Blog/Developer/Airscript – a programming language designed to deal with sensitive data
data-binding-tag.gif

Airkit is a low-code platform that allows users to build and deploy enterprise web apps. At Airkit, we developed Airscript, our own programming language, as the language developers use to build Airkit apps.

You’re probably wondering – why did we build our own programming language instead of using a more widely adopted language like Javascript?

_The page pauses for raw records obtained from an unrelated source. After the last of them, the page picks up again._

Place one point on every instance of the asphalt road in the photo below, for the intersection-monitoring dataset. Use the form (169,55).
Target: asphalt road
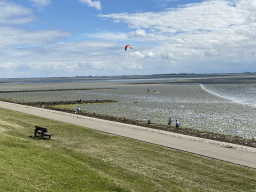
(180,142)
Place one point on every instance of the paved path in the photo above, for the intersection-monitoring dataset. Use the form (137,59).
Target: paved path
(238,154)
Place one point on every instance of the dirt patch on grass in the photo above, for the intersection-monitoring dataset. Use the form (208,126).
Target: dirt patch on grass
(14,125)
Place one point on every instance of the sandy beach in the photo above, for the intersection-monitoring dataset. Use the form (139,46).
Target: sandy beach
(241,155)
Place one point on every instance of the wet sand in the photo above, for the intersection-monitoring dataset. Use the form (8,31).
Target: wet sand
(241,155)
(193,106)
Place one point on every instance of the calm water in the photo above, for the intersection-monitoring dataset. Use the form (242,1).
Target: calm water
(223,104)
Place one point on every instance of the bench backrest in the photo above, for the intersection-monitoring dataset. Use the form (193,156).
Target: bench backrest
(41,129)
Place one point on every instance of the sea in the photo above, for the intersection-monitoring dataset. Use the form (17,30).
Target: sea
(222,103)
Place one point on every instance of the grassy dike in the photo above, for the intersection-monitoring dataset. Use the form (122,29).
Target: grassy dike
(82,159)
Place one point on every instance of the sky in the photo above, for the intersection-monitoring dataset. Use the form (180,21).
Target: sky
(66,38)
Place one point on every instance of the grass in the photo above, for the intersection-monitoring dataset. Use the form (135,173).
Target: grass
(81,159)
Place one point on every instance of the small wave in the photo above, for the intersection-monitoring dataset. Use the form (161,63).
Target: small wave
(230,98)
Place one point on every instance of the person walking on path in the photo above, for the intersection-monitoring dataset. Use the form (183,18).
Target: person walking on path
(177,124)
(170,121)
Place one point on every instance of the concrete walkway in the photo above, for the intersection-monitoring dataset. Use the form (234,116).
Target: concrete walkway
(241,155)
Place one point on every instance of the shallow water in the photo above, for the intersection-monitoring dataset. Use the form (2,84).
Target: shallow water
(215,107)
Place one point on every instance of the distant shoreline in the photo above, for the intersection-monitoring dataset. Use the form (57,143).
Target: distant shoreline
(182,130)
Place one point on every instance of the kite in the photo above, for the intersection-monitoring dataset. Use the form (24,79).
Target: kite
(127,46)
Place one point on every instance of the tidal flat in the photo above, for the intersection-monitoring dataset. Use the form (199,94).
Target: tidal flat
(156,100)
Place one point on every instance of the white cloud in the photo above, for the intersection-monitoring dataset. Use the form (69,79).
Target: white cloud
(13,14)
(108,36)
(40,3)
(138,33)
(94,4)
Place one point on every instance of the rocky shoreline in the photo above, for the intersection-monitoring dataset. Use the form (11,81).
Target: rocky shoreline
(181,130)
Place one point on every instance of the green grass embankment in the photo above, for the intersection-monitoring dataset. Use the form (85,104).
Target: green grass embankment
(81,159)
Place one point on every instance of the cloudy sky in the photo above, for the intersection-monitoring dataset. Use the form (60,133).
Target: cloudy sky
(53,38)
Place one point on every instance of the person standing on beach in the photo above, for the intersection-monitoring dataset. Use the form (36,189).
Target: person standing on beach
(170,121)
(177,124)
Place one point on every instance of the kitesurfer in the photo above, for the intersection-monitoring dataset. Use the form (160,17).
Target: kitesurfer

The answer is that having end-to-end control over the language allows us to build first-class primitives into the language to make it easier for developers to build the type of applications Airkit is designed for – distributed, compliant web apps.

For example, Airkit apps are distributed and need to synchronize across devices and users. Building distributed web apps (think Google Docs or Figma) is time-consuming and difficult. Airscript’s runtime has built-in state synchronization mechanisms which enable every app built with Airscript to have multiplayer capabilities.

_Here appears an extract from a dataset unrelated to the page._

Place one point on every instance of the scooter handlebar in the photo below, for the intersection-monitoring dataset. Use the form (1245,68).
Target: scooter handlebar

Secondly, making an app compliant requires a lot of manual work and overhead. Airscript’s runtime has built in mechanisms to automatically track sensitive data and emit audit events. In this blog, we will focus on understanding how Airscript makes it easier for developers to build compliant apps that deal with sensitive customer data.

Compliance!

When developers build applications, they want to focus on building the app and solving the problem at hand. Compliance, although not necessarily an afterthought, is often viewed by developers as just a required checkbox that needs to be checked before deploying the app. One of Airscript’s design goals is to minimize the amount of time developers spend on making their app compliant.

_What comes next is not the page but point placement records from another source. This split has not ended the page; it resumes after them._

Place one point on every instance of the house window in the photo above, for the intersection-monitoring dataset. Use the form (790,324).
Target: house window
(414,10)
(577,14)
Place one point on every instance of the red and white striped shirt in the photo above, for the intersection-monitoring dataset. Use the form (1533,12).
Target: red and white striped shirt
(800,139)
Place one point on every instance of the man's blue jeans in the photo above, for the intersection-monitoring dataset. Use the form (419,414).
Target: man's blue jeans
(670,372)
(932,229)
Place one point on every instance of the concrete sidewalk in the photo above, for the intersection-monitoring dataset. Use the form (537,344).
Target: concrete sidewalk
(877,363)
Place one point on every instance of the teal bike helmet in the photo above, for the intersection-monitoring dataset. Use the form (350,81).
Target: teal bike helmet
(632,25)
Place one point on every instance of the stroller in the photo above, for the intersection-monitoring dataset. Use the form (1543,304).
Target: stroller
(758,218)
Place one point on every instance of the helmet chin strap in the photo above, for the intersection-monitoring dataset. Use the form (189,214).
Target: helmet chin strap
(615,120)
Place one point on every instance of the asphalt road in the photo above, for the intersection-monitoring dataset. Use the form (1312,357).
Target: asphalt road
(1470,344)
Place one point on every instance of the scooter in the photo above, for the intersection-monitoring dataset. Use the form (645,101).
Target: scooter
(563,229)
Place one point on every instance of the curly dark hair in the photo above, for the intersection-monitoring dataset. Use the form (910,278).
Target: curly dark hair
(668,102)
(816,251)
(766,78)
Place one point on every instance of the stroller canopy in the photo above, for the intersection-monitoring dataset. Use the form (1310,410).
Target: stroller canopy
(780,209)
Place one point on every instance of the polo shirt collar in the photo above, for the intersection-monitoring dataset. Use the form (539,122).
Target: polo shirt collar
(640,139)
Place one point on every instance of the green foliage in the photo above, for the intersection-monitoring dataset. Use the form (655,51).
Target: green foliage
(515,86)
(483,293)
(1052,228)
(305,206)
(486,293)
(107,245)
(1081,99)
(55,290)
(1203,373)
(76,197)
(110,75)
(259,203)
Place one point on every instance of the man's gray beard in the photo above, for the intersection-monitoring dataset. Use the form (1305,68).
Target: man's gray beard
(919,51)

What constitutes a compliant application? The exact requirements for data compliance is industry-based. For example, there’s PCI DSS for payment card details, HIPAA for healthcare, and PII for personal information. But all these compliances require audit logs that track how sensitive customer data flows into and out of the application.

Let’s suppose an insurance company built a web app to collect the last four digits of a user’s social security number (SSN) before sending that to their CRM. To be compliant, the application must emit two audit events – one for the application capturing the user’s SSN and one for the application sending the SSN to the CRM. Traditionally, web developers need to manually add code throughout the codebase to fire off these audit events. Doing that isn’t only time-consuming but also prone to errors, particularly for apps with complex data processing logic.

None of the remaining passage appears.